Here we lie, my daughter and I, a room away from one another in the dark, all quiet. Regretting all the coffee I drank this afternoon, I toss, turn, and wonder: Has she wedged a body part dangerously in some overlooked nook of her crib? Are her teeth growing too fast, or rotting away in there? Does her crib have bed bugs? Scorpions? Poisonous snakes? Why stop in the crib, or even this year? She had such a blast jumping off the porch this afternoon, but am I pushing her toward a career as a skydiving instructor? And if she has inherited the entrepreneurial spirit of her grandpa, what then? A zipline business over a piranha-infested bend in the Amazon?
And my son across the hall in his room: I just heard him cough. Does he have a runaway fever? Is there an anvil, safe, bowling ball, or meteorite plummeting toward our flimsy roof right above his bed at this very moment? He seems to be manifesting my family’s famous art gene of late, but won’t it lead to severed ears, poverty, and paint splattered canvases or sculptures made out of melted Barbies I will have to appreciate? Perhaps he will show the math, chemistry, and engineering bent I see on his mom’s side. I can see him making a lucrative career and stable life of that, until he falls into a vat of toxic chemicals and emerges with bleached skin, green hair, and an unquenchable hatred for Batman.
Worse yet, nothing goes wrong, and my kids bear the crushing ennui of having had such boring childhoods. I check the alarm clock again. How can it not even be midnight yet? They are too quiet in there. Of all the many parenting paradoxes, this is the cruelest: On rare nights when everything goes right with your kids, their very silence could mean danger.
One such ominously peaceful night revealed a new strategy, however. It struck me like the bolt of lightning I thought would hit the stroller earlier that day when we were caught out walking in a sudden thunderstorm. It was impossible to stop worrying, but some worst case scenarios were just good clean fun to ponder.
Diaper spook lights, for instance. Somewhere I had read that the top secret, super-absorbent chemical mojo used in disposable diapers can on rare occasions create a harmless, but spectacular luminescence in a darkened room, a la the legendary Wint-O-Green Lifesaver sparks. I had never seen it, nor did I hope to, but imagining a baby bottom aurora borealis was really quite amusing.
And how about the eerie specter of carrot babies I visited upon myself on another recent long dark night of the soul? Egged on by visions of an orange-tinted iguana I had seen in a pet store, I became convinced my relentless pushing of carrots and sweet potatoes at dinnertime had led to the unintended consequence of permanently orange children. As it turned out, judging skin tone by the light of a cell phone above my daughter’s crib was almost as fun as it was impossible, especially when she woke up and laughed. After all, this is Big 12 country, where Oklahoma State and the University of Texas (depending on the final, exact shade of orange) would surely welcome, if not financially assist, prospective students thus altered through no fault of their own.

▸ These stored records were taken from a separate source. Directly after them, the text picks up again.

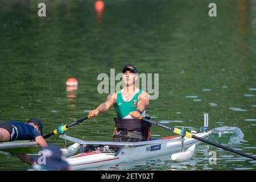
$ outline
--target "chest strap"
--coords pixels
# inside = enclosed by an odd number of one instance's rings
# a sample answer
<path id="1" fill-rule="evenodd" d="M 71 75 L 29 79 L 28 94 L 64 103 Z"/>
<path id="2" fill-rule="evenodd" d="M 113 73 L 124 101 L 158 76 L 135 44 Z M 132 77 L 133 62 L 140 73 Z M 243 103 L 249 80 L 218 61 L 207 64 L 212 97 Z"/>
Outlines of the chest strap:
<path id="1" fill-rule="evenodd" d="M 123 129 L 138 129 L 142 128 L 150 128 L 151 124 L 137 119 L 119 119 L 114 118 L 115 127 Z"/>
<path id="2" fill-rule="evenodd" d="M 138 142 L 146 141 L 147 138 L 139 131 L 132 132 L 121 130 L 114 136 L 113 141 L 115 142 Z"/>

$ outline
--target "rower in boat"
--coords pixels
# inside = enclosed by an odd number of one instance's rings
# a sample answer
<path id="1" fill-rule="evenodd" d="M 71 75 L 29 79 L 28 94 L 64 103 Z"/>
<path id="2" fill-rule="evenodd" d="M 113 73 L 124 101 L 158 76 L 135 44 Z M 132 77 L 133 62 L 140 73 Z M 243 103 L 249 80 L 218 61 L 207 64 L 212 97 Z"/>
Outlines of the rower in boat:
<path id="1" fill-rule="evenodd" d="M 16 140 L 35 140 L 42 147 L 47 146 L 43 137 L 43 123 L 37 118 L 30 119 L 27 123 L 0 121 L 0 142 Z M 32 165 L 33 160 L 27 154 L 16 154 L 22 160 Z"/>
<path id="2" fill-rule="evenodd" d="M 135 86 L 138 73 L 132 64 L 125 65 L 123 69 L 123 88 L 108 95 L 105 102 L 90 111 L 90 118 L 105 113 L 113 106 L 117 118 L 113 141 L 139 142 L 150 139 L 151 124 L 141 121 L 144 117 L 146 109 L 149 105 L 149 94 Z"/>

Librarian to the core, I thoroughly researched both scenarios in hopes of stoking my angst with frightening facts. Too many carrots can cause a baby’s skin tone to change slightly, but not permanently, and reports of diaper spook lights exist, although they look to me more like the stuff of urban legend. But here was a healthier way to pursue my favorite hobby. If I was going to worry so much, I might as well have some fun with it, and I recommend the same for all parents. Find things to worry about that make you laugh instead of cry. For the group nearest and dearest to my heart–expectant dads out there–here’s one of my favorites to get you started: I bet you didn’t know your baby could be born with more back hair than you. Okay, sorry, here’s a tissue. Sometimes you do cry a little before the laughing starts. But look it up. After all her back hair falls out she’ll be so healthy and beautiful the sky will be the limit on your worries.
Dan Coleman is the secretary for the board of Dads of Douglas County and a children’s librarian at the Lawrence Public Library.